From Early Life to the Neandertals
For the first time since the foundation of the Paläontologische Gesellschaft (PalGes) in Greifswald in 1912, the annual meeting will take place in Jena. This is only the second meeting in Thuringia since the 1925 meeting in Weimar. We from the Institute of Geosciences (IGW) of the Friedrich Schiller University of Jena, are pleased to invite the PalGes to our city on the river Saale. The city has a special location stretching along the river, which has cut deep into a Muschelkalk plateau, with Buntsandstein outcropping below. The surrounding Muschelkalk heights provide marvellous sights over the city. Our institute is located on the slope of the Hausberg in the eastern part of Jena. It was re-founded 1992 and still grows with an increasing number of scientists. Jena houses the most important university of Thuringia and is also a flourishing economic centre –with companies like ZEISS and SCHOTT, it is popular for its touristic sights and a wide range of restaurants. Thuringian palaeontology has a long tradition and is famous for fossils from the Permian, Triassic and Quaternary. We can offer a diverse range of excursions covering fossil sites from the late Palaeozoic to the Quaternary. The organisation of the meeting is supported by colleagues from Thüringischer Geologischer Verein (TGV), Stiftung Schloss Friedenstein Gotha, Museum Schloss Bertholdsburg Schleusingen, Research Station of Quaternary Palaeontology Weimar, and Phyletical Museum Jena. We look forward to welcoming you in Jena and hearing your presentations at 94th Annual Meeting of the PalGes!
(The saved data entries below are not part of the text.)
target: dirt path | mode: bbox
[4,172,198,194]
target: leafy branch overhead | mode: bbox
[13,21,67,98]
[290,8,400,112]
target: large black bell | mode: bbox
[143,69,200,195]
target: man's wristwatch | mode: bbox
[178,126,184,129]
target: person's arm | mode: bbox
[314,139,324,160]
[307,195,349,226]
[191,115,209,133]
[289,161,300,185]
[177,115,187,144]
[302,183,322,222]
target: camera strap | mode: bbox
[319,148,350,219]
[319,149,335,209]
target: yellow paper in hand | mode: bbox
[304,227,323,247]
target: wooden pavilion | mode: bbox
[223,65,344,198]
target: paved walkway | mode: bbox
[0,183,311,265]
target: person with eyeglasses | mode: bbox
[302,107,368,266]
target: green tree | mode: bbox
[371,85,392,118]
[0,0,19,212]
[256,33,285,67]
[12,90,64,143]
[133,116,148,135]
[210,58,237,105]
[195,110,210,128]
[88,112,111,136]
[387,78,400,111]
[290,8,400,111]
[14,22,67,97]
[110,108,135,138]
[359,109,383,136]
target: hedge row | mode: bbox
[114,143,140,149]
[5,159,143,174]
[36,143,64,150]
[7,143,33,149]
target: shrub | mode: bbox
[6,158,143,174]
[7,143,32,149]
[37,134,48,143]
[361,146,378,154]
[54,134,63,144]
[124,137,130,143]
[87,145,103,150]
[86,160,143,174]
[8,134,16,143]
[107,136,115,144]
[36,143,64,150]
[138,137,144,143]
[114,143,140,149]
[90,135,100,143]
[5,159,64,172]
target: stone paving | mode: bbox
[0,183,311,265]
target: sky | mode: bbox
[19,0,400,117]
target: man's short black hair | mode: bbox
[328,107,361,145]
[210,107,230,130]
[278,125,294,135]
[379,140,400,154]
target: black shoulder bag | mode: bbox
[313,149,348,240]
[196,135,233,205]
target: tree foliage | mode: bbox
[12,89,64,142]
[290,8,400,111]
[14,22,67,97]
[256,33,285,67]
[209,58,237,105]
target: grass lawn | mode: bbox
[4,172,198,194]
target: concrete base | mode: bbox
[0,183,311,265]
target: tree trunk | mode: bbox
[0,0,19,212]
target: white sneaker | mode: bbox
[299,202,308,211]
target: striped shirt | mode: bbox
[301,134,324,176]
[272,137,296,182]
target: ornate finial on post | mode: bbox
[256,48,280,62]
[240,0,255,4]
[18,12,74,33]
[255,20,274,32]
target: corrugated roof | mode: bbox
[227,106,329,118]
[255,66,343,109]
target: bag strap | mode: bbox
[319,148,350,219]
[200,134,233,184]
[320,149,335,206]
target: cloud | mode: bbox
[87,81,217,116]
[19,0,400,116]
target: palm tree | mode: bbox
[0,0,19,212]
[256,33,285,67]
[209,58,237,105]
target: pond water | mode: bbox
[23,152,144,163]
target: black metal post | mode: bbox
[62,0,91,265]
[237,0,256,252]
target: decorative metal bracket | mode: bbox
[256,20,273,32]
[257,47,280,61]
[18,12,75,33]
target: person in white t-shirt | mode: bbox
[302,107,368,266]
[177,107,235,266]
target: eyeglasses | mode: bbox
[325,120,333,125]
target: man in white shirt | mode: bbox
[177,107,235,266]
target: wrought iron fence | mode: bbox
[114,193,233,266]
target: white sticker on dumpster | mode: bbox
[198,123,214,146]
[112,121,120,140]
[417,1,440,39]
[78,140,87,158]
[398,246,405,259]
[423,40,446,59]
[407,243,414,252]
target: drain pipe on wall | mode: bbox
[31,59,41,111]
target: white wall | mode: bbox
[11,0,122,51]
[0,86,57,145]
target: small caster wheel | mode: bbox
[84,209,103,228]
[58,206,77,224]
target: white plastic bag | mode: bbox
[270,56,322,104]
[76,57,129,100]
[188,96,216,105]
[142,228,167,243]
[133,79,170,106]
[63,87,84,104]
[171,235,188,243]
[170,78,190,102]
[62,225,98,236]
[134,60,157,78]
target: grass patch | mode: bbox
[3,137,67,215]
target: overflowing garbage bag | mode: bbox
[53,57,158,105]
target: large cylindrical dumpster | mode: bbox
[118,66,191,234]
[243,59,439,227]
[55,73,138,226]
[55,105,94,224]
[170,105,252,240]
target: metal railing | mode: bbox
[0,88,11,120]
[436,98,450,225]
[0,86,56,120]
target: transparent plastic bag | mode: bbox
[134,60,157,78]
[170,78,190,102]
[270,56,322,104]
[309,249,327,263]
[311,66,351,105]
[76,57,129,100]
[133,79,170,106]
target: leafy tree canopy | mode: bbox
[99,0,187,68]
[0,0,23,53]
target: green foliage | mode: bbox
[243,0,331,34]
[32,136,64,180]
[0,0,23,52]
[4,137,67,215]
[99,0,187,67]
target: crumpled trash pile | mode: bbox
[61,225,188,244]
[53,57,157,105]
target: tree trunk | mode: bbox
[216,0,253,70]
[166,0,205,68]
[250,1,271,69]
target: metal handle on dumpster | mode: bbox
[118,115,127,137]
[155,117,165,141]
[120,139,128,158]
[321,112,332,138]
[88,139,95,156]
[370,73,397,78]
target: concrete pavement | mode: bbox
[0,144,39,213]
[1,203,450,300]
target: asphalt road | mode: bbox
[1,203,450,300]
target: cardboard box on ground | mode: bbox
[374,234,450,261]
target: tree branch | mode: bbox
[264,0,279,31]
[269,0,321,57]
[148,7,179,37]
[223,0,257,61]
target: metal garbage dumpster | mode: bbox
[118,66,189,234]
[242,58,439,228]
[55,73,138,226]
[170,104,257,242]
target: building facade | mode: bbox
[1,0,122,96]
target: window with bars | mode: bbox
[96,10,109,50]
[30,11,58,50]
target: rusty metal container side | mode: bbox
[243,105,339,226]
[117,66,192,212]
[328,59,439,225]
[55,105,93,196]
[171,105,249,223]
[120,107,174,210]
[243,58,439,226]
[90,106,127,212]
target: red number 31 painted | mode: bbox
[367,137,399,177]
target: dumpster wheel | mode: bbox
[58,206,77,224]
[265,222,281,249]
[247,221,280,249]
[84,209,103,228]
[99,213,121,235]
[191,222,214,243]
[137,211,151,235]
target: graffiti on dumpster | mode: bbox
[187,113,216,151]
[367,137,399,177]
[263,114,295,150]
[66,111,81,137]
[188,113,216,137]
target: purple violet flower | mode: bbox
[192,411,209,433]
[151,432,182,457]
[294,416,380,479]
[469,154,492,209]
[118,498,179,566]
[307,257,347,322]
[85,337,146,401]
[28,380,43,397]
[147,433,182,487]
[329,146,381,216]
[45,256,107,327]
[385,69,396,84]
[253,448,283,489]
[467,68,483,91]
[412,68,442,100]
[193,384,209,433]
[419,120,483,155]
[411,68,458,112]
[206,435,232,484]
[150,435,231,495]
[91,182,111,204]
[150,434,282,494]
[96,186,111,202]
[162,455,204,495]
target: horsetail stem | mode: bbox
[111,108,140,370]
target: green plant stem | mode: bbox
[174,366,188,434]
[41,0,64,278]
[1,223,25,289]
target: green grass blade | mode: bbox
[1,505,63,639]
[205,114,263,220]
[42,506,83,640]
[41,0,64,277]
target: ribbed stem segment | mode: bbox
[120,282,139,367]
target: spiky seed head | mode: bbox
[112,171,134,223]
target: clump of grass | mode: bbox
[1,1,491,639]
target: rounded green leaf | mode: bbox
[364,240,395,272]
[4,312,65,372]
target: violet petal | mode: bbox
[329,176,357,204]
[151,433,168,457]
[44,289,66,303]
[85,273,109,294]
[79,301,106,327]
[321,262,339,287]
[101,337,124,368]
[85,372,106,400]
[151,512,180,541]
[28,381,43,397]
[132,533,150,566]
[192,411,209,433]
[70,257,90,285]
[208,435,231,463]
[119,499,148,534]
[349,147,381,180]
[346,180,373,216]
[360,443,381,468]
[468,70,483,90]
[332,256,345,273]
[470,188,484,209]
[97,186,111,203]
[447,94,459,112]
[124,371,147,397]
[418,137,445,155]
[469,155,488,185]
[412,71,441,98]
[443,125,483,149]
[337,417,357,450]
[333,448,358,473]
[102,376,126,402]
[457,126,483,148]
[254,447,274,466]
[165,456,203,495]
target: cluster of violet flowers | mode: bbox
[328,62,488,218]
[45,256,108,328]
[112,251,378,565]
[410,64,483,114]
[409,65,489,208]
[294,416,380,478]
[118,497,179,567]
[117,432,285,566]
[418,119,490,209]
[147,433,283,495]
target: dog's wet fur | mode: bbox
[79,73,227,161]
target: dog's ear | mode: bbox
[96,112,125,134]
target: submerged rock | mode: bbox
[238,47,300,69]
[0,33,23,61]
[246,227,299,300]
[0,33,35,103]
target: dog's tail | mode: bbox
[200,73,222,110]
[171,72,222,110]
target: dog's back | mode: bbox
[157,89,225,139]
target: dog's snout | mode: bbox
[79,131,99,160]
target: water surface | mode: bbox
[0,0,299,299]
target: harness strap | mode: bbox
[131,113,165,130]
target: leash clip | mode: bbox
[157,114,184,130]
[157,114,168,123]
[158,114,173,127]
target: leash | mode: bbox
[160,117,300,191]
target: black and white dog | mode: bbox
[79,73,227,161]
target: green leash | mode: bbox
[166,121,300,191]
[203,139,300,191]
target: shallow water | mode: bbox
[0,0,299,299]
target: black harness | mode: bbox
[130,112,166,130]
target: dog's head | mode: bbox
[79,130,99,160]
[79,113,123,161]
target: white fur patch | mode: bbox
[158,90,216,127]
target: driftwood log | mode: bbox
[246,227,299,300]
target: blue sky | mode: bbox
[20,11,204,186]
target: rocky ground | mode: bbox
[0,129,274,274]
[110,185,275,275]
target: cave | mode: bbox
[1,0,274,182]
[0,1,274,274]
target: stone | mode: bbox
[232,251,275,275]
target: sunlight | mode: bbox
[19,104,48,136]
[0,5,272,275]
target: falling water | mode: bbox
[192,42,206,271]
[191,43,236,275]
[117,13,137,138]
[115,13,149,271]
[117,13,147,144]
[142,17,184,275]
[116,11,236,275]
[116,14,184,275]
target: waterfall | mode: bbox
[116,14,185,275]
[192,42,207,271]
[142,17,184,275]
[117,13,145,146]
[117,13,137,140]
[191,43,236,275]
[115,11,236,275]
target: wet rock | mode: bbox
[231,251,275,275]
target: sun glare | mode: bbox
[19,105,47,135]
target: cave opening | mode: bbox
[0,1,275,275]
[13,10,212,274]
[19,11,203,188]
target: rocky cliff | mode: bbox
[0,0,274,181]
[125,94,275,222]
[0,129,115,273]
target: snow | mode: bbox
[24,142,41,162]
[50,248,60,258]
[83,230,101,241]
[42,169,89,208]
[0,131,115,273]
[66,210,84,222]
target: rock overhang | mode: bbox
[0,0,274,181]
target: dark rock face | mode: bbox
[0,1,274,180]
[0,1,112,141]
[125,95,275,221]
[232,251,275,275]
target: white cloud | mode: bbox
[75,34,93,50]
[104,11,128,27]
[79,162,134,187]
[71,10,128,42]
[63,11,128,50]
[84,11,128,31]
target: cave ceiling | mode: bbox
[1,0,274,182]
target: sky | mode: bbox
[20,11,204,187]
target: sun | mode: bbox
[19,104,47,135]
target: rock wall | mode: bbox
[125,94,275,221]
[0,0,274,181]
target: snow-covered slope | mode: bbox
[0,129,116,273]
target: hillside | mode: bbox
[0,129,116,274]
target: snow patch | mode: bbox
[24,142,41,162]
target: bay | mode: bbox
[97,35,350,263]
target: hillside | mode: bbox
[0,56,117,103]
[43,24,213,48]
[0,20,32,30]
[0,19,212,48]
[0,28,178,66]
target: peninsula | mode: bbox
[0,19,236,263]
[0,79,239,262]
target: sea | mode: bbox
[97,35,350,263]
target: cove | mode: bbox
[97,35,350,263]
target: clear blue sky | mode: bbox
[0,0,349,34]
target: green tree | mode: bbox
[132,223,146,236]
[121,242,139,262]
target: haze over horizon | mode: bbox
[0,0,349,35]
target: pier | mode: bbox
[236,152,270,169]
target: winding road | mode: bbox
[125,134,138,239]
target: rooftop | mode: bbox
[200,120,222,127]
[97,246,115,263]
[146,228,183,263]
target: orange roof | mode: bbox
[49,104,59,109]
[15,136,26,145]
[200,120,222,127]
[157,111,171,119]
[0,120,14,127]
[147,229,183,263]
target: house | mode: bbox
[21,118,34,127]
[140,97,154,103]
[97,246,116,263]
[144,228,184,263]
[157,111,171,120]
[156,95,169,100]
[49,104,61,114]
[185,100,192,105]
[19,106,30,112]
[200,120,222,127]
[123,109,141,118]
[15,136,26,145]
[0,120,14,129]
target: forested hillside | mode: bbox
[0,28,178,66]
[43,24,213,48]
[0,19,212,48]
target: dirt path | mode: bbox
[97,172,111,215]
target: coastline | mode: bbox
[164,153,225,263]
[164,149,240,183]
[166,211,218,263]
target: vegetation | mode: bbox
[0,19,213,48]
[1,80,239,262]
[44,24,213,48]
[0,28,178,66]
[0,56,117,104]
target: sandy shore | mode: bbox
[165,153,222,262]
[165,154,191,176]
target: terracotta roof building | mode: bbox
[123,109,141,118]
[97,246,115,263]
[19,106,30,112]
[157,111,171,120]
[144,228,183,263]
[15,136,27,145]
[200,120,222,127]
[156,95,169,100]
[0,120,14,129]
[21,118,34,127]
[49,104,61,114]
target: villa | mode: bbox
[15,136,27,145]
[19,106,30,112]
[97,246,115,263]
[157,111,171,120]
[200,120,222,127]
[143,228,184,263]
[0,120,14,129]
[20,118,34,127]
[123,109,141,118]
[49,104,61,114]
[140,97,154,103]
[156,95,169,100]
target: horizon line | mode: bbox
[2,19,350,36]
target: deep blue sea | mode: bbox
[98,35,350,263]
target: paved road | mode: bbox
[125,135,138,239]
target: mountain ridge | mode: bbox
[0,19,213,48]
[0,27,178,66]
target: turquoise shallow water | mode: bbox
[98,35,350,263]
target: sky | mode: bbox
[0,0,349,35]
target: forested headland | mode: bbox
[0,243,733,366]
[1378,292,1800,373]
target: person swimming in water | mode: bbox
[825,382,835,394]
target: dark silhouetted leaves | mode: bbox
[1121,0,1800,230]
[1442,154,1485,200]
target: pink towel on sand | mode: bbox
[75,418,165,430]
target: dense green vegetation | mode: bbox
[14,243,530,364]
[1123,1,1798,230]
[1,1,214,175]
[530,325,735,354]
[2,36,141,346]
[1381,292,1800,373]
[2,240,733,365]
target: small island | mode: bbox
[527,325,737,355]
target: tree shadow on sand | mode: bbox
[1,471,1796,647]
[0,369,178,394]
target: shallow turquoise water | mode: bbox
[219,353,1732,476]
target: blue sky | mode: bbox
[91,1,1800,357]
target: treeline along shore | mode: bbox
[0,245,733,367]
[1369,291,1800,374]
The second circular for the meeting can be downloaded HERE.
Please submit your abstract by 7/31/2023. Please use the template which you can download HERE. You are allowed a maximum of one page including figures. Please mark your abstract as an oral or poster presentation, propose a session (see above) for it and send your abstract as an attachment to the following address: info(at)palges.de. We will arrange additional sessions in the case of not assignable contributions.
The Tilly Edinger Award is aimed at young researchers (up to 5 years post-doctoral) and is awarded for outstanding research achievements within paleontology and related disciplines with a paleontological focus. With this award, the Paläontologische Gesellschaft commemorates the paleontolgist Tilly Edinger (1897-1967), who established the field of comparative paleoneurology.